In Manny Halberstam’s note “Hacking Back: Reevaluating the Legality of
Retaliatory Cyber-attacks” he offers a solution based off of laws surrounding
a state’s legal right to use force against another state. By using these laws of
engagement we have an excellent place to begin the legislation process around
governing state to state cyber warfare. While this is a very broad area that
may not affect those who do not deal directly with cyber warfare, it is a key
3. step needed in the legislation process needed to further govern our cyber space.
To paraphrase Mr.Halberstam’s note in order to make it easier to digest:
1. When responding to a cyber-attack that is unfriendly but lawful the victim state can
respond with a counter cyber-attack that is unfriendly but lawful. Examples of unfriendly
but lawful cyber-attacks are denial of service attacks that do not affect key areas of state
infrastructure needed to provide governance over that state. The justifying legal doctrine
or theory for this counter attack is called retorsion.
2. When responding to a cyber-attack that is unlawful but is not a use of force the victim
state can respond with a counter cyber-attack that is unlawful but is not a use of force.
Examples of unlawful counter-attacks that are not a use of force are using cyber-attacks
that are used as a means to intervene directly or indirectly in the internal or external
affairs of other states. For example if a state used cyber-attacks to collect sensitive data
on a political party that was in power and used this data to help another political party
rise to power, that operation would be considered unlawful but is not a use of force. The
justifying legal doctrine or theory for this counter attack is called non-forcible
countermeasures.
3. When responding to a cyber-attack that is a use of force but is not an armed attack the
victim state can respond with a counter cyber-attack that is a use of force but is not an
armed attack. Examples of cyber-attacks that would be considered a use of force but is
not an armed attack is any cyber-attack that disrupts or stops systems that are vital to
the victim state. An example of such a system would be the New York Stock Exchange
or Iran’s nuclear research facilities.

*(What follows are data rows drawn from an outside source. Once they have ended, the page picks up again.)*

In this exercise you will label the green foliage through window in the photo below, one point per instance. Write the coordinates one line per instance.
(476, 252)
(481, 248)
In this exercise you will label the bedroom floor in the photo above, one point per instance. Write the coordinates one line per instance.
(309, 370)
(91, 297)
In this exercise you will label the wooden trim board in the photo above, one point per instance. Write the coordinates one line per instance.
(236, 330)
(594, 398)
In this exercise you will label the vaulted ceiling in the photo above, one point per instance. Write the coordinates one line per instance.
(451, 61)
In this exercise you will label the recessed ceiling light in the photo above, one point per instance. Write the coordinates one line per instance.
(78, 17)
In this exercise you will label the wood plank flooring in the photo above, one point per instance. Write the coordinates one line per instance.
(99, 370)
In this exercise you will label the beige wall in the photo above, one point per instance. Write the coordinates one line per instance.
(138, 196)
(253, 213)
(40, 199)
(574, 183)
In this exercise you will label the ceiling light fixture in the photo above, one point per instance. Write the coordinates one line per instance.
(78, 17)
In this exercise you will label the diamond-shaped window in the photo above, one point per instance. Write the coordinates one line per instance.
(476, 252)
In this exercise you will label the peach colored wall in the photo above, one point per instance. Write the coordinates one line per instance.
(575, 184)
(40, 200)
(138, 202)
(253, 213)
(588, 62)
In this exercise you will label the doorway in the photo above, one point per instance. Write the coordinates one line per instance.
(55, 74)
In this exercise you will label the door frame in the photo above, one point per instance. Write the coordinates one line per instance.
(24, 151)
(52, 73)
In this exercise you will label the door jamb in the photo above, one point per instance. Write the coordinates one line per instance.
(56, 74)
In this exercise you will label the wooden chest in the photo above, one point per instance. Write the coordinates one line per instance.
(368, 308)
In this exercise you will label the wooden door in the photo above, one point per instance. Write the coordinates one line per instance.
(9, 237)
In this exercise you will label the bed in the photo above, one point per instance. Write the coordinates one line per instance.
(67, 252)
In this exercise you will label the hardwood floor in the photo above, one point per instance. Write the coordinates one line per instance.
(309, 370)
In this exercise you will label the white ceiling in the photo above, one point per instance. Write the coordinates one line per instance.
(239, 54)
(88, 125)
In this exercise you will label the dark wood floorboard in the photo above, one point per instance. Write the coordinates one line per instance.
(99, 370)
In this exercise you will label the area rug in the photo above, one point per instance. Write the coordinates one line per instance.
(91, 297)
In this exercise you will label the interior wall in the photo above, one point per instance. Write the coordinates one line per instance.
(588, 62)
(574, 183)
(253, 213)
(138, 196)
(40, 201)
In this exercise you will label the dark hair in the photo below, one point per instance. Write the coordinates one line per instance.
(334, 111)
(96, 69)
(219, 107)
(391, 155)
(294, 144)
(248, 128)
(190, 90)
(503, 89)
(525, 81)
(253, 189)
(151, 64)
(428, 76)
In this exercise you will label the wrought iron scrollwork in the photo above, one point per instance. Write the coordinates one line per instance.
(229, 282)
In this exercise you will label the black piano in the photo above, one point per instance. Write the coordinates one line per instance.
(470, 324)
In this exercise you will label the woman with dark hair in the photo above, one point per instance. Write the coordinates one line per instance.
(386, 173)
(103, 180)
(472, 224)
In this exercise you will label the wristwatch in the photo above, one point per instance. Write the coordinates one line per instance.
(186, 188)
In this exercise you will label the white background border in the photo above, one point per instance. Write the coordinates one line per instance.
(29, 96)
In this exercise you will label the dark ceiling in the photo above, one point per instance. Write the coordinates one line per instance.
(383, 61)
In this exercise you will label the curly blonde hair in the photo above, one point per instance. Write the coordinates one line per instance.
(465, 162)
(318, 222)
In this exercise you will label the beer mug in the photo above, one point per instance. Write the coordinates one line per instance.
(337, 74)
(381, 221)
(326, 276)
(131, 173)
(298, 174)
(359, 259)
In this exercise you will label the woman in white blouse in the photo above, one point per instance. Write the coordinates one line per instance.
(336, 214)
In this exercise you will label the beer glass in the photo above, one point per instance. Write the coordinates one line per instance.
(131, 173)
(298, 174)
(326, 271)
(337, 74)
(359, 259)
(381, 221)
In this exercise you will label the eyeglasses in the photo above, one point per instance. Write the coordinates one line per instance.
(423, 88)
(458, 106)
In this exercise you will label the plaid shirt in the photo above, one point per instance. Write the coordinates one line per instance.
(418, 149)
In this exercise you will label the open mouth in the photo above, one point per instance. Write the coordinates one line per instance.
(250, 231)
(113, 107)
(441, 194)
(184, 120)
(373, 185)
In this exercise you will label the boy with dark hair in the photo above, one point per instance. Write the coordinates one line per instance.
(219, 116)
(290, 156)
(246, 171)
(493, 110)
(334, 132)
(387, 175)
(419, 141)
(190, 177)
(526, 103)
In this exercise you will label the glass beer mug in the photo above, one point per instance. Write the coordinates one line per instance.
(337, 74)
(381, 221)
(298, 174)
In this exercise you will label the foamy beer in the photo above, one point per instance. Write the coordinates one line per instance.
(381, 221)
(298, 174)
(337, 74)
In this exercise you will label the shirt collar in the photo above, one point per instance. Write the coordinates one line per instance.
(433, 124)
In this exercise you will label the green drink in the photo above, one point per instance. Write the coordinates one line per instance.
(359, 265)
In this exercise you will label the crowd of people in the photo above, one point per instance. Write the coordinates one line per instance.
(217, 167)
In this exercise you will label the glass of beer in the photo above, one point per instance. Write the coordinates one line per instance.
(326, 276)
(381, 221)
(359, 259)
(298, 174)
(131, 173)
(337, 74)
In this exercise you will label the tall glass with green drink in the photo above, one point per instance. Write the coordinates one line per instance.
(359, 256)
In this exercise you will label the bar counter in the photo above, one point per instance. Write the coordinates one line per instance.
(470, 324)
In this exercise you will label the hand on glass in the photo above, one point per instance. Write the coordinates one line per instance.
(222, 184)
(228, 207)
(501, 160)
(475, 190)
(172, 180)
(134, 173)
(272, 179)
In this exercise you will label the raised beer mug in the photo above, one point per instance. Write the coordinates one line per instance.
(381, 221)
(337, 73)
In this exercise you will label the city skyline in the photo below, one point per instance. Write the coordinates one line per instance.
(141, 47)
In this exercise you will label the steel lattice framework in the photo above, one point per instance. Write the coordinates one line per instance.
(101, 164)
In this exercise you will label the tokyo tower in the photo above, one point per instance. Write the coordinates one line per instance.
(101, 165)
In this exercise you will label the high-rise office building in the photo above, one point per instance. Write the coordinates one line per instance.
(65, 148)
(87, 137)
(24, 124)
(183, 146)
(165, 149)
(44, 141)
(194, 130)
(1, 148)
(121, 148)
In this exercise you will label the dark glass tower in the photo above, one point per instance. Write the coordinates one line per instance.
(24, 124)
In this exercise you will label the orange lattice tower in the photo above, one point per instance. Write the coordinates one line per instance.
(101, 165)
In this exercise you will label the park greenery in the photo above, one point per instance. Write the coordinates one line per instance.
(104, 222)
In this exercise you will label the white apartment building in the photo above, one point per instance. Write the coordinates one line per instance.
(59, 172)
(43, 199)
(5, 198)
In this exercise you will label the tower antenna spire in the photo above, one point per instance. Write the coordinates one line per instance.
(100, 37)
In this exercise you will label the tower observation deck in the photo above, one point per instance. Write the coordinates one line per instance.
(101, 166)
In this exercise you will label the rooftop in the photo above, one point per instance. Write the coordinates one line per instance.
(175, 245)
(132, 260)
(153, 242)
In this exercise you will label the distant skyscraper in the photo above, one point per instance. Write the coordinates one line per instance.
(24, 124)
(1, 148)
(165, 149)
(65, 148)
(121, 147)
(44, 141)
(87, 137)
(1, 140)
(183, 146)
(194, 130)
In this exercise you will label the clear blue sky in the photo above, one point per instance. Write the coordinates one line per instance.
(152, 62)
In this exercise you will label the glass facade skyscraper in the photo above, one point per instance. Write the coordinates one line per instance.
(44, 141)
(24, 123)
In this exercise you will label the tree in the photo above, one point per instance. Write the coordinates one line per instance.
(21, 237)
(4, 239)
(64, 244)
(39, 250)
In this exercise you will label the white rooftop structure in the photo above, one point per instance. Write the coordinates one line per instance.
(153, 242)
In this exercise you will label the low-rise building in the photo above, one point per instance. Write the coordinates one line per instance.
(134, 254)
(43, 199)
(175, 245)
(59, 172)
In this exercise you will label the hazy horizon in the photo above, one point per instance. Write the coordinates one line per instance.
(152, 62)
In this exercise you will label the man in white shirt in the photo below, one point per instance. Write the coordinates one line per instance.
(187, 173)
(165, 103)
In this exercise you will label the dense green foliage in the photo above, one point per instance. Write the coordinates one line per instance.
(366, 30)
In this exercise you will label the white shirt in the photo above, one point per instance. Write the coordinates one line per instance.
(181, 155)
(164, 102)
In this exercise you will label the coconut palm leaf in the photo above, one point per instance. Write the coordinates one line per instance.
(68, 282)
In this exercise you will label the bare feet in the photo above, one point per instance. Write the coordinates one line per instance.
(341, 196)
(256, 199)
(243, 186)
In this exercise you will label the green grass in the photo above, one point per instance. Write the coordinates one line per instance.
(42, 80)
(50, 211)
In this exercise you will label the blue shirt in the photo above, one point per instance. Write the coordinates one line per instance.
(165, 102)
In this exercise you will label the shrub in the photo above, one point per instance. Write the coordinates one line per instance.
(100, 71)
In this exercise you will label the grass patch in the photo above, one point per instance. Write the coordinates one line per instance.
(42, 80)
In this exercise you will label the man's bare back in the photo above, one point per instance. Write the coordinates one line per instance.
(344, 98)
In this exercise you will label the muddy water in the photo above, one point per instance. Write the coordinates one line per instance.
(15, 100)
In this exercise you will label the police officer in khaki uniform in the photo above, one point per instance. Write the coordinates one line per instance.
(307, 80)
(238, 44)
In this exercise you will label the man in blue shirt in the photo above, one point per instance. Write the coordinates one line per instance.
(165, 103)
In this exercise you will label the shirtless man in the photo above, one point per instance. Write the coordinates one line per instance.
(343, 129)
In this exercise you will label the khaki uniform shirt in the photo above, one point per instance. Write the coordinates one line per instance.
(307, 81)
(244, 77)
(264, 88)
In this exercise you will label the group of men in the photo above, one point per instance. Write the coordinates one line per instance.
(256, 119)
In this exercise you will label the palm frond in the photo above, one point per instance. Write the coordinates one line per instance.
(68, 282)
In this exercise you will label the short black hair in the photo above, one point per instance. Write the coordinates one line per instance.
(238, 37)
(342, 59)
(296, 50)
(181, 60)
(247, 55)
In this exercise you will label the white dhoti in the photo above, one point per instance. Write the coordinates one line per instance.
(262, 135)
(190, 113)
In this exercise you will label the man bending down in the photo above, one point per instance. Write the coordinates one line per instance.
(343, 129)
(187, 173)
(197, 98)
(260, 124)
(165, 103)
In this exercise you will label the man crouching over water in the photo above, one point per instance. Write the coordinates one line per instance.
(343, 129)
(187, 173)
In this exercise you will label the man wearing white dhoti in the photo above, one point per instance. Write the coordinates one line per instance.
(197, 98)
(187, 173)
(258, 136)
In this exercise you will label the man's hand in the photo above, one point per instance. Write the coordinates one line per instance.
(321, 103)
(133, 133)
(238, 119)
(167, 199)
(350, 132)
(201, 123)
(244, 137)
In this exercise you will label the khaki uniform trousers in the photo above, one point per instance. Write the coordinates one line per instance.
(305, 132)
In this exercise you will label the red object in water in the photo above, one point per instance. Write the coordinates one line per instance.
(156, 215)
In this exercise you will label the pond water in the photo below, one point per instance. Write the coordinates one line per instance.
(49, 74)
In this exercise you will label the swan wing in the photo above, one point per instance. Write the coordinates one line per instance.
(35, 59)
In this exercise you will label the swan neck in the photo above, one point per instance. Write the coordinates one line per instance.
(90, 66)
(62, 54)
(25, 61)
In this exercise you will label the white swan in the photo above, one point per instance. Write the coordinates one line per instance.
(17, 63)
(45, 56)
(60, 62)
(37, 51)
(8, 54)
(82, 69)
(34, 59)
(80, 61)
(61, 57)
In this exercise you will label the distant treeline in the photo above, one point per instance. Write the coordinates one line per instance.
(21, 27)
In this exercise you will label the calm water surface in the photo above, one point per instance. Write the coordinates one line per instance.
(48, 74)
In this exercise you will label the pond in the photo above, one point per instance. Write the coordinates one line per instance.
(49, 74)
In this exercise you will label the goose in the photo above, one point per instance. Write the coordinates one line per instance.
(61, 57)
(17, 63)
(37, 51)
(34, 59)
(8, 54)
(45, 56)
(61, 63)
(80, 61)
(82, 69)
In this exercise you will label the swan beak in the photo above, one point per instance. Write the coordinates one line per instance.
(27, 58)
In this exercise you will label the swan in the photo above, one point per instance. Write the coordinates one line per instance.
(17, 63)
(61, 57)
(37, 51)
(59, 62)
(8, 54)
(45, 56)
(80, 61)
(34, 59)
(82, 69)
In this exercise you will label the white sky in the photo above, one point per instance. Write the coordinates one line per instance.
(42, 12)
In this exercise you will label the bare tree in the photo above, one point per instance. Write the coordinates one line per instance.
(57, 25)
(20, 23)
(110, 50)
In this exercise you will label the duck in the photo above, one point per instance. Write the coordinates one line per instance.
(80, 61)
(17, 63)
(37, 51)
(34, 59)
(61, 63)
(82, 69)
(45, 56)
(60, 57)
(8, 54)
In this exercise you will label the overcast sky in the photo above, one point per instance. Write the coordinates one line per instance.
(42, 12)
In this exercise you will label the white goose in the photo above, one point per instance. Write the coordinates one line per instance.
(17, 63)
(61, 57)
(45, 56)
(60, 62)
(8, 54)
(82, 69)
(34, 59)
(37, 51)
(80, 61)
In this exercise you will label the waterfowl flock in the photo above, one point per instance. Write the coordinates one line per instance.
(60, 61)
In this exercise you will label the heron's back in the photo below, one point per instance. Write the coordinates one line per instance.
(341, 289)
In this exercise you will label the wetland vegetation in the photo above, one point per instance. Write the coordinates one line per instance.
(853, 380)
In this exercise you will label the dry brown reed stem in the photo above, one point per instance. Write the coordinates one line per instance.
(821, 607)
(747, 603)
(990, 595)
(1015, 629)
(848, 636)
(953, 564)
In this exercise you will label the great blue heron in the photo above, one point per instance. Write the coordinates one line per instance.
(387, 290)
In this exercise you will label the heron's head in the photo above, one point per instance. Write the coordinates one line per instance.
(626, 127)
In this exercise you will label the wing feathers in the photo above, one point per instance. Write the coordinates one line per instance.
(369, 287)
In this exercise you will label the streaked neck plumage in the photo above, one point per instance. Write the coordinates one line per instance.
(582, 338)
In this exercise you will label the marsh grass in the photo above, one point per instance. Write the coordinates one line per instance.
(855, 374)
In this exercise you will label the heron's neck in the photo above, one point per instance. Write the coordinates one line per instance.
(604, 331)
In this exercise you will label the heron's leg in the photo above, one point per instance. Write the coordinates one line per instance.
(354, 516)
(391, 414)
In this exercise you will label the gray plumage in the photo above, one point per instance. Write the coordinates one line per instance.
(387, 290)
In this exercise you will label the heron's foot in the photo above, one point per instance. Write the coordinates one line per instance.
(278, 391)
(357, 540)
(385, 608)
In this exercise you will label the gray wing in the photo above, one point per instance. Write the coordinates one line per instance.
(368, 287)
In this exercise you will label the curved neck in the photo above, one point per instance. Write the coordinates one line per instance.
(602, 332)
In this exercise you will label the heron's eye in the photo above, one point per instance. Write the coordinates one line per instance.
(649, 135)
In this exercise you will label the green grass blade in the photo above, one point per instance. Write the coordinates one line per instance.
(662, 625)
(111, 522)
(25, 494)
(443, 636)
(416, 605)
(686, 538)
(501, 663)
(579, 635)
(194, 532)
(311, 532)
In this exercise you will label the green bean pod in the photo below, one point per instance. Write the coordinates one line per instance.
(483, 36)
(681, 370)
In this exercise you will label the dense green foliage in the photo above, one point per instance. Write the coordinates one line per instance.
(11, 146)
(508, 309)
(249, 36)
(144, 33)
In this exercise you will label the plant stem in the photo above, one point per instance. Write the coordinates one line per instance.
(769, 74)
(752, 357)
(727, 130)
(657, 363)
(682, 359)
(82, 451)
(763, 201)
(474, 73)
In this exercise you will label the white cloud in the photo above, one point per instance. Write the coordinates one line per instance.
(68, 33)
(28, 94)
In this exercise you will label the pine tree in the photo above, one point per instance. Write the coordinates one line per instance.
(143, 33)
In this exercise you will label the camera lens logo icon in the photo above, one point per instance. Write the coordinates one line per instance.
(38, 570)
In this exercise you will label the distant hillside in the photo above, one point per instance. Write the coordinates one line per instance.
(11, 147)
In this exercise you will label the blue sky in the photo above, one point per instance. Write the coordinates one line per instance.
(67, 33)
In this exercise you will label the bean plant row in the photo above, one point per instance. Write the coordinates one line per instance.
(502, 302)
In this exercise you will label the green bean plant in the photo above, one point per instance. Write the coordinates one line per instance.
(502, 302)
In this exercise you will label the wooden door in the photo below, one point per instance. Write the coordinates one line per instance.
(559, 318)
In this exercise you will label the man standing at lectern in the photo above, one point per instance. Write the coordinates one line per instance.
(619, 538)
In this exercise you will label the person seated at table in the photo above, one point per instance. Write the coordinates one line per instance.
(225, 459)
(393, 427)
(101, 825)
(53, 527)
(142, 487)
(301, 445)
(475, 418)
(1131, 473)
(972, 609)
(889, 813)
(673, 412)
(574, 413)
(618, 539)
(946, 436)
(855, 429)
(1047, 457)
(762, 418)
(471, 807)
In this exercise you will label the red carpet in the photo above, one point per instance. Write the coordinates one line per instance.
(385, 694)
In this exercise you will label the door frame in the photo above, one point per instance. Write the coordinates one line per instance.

The justifying legal doctrine or theory for this counter
attack is called gap theory of reprisal.
4. When responding to a cyber-attack that is an armed attack the victim state can use a
counter cyber-attack that is an armed attack (or use a physical armed attack). A cyber-
attack becomes an armed attack once loss of life or physical damage has occurred. If a
cyber-attack damaged a state’s infrastructure to the point where people were dying due
to that vital infrastructure being down, the cyber-attack would be considered an armed
attack. Just as well if someone were able to design a cyber-attack that caused missiles
to launch or trigger in place and caused physical damage, this would also be considered
an armed attack. The justifying legal doctrine or theory for this counter attack is called
defensive armed reprisals.
This proposed backbone to the legislation behind state to state governance
of cyber warfare provides a straight forward picture of how to deal with such
attacks and when it is appropriate to use counter cyber-attacks. It is based off
of the current laws that govern any escalation of force between states and as
such has a proven history of effect. With the evidence of ever increasing
cyber-attacks in the U.S. it is important that we, as the experts in this
domain, encourage our communities and lawmakers to start pushing for laws
that properly govern our cyber-space. Halberstam graciously gave us a great
starting point, and with that it is time to educate the masses and guide the
4. way to taming cyber-space. Cyber-attacks exponentially grow more
devastating, deviant, and diverse. Without the proper guidance and education
our lawmakers have no hope in creating a cyber-specific governance that
covers the types of cyber-attacks that will develop in the future. It is up to us
to ensure that the law is sound, and enforced properly.